Logical device actors have both business logic and state. They respond to application requests for device state, device commands, and device push notifications. Logical device actors are ideally designed to hold quickly changing data, such as temperature, voltage, and so on.
Like logical device actors, physical device actors have both business logic and state. A physical device actor’s primary responsibility is to receive telemetry from devices and send commands to the devices. The physical device actor translates the device-specific data format (integer, byte array, json, etc.). For example, a physical device actor can receive a byte array sent from the physical device, decodes the array, and forwards a higher-level message to the logical device actor, which is able to take the appropriate action based on the message.
The common actor service is used to provide common functionality to both the physical and logical device actors.
Device Hub Services
The Device Hub functional block is a messaging and routing layer that is composed of an Ingress Service, Device Adaptor services, a number of Egress Service Bus Topics and an Ingress Event Hub.
Physical device actors send control messages to devices. There are a series of topics, one per Device Adapter. The Device Adapter service retrieves messages from an egress topic and either sends the message to the appropriate protocol gateway, either LWM2M or Azure IoT Hub as described previously.
On the ingress side, there is a stateless Service Fabric Ingress service which reads device telemetry messages from the Ingress Event Hub and sends messages to the appropriate physical device actor for processing.
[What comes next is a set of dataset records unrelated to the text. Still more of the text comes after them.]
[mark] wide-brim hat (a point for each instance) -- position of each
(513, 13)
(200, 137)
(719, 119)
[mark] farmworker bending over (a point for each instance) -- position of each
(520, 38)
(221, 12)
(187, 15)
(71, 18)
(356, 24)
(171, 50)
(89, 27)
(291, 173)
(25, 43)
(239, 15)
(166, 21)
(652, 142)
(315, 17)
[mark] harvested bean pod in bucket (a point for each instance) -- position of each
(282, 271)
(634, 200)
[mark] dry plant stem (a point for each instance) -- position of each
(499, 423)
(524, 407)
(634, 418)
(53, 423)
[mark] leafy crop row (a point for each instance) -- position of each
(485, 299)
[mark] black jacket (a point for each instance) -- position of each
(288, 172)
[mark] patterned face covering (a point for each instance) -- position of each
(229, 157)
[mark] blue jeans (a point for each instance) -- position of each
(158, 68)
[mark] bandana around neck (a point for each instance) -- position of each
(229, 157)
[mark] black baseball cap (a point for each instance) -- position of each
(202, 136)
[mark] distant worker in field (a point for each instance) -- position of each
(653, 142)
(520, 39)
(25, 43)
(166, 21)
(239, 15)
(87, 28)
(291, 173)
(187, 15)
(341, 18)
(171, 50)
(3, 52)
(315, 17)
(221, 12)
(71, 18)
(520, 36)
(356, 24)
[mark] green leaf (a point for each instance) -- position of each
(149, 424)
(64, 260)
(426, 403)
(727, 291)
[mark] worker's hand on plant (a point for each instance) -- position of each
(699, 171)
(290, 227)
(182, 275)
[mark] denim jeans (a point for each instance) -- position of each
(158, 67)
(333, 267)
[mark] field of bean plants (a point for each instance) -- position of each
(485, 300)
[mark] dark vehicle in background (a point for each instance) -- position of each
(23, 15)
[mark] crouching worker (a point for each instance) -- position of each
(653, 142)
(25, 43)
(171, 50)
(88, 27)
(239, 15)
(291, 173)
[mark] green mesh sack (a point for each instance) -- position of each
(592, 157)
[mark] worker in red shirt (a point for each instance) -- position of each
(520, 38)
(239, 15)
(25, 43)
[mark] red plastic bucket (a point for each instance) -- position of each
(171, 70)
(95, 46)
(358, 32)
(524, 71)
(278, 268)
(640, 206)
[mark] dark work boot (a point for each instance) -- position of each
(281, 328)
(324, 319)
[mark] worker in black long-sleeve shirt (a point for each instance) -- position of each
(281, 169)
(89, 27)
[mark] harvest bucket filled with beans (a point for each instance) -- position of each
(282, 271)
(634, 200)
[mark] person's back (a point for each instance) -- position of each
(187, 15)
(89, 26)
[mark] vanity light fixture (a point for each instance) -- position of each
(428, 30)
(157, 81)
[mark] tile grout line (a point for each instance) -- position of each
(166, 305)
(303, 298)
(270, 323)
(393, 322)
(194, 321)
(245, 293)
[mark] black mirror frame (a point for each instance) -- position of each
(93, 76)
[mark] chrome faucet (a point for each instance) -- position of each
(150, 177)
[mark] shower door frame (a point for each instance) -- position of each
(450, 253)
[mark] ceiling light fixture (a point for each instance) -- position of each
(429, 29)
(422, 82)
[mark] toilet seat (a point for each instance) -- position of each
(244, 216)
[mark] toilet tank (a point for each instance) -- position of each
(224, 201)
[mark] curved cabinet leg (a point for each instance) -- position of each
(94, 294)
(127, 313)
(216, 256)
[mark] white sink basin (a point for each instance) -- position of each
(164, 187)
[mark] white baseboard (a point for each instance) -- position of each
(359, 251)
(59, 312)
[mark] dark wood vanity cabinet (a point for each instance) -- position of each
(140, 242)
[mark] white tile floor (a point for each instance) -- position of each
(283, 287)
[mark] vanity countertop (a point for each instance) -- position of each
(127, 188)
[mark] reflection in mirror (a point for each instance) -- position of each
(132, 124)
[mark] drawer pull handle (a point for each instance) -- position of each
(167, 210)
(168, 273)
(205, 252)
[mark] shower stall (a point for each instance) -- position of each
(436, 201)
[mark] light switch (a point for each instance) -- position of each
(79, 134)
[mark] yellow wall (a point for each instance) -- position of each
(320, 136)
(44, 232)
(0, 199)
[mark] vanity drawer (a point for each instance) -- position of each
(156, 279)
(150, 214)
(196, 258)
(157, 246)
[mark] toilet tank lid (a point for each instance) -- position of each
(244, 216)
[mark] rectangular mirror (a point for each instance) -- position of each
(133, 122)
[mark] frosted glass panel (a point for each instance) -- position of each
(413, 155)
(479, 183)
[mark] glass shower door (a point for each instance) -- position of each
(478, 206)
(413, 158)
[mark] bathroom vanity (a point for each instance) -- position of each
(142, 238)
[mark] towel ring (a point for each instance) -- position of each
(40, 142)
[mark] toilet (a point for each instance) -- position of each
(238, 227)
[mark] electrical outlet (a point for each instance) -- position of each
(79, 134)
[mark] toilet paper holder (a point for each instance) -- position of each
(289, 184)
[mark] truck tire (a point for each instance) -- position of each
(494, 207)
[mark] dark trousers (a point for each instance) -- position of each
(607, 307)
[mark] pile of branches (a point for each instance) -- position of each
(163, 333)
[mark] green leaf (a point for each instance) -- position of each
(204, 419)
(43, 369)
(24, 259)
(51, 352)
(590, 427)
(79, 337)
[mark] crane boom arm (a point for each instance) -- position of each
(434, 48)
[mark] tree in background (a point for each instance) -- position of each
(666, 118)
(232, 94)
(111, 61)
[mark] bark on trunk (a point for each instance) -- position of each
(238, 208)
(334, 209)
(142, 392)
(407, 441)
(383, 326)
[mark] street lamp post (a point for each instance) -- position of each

The Ingress Azure Event Hub currently consists of two Azure Event Hubs, one for each Device Adapter.
The LWM2M service currently runs as a classic Azure Cloud Service VM. Azure IoT Hub is deployed to work with AMQP devices and other protocols in the future through the use of Azure IoT Hub’s protocol gateway support.
Device Life Cycle and Configuration
The device life cycle and configuration services are comprised of both stateful and stateless Service Fabric services together with guest executable services running Java applications. Schneider Electric migrated two existing Java applications for device services and enrollment management to be run in Service Fabric. These services provide the ability to register devices with the system, to onboard custom device logic plugins, and configure the cloud gateway/adaptor for new device types. Schneider Electric chose to build the device Topology and Correlations services using stateful Service Fabric services. Orchestration of the device registration and device management capabilities are executed through the combination of the Azure Service Bus for messaging, Azure Blob Storage for firmware images and Azure DocumentDB for device registration specifics.
"With Service Fabric, and the ease of use of the local development tools, we get a production-tested microservices solution that helped accelerate our time-to-market"
-- Stephen Berard
Schneider Electric wanted to reduce the development and delivery cost for the service-level components common to each of their systems, while providing flexibility and extensibility for applications that serve their markets. To achieve this, Schneider Electric leveraged Azure Service Fabric to build their EcoStruxure.io platform, which is both flexible and scalable. They created a common and consistent platform for connecting millions of devices to Schneider Electric applications.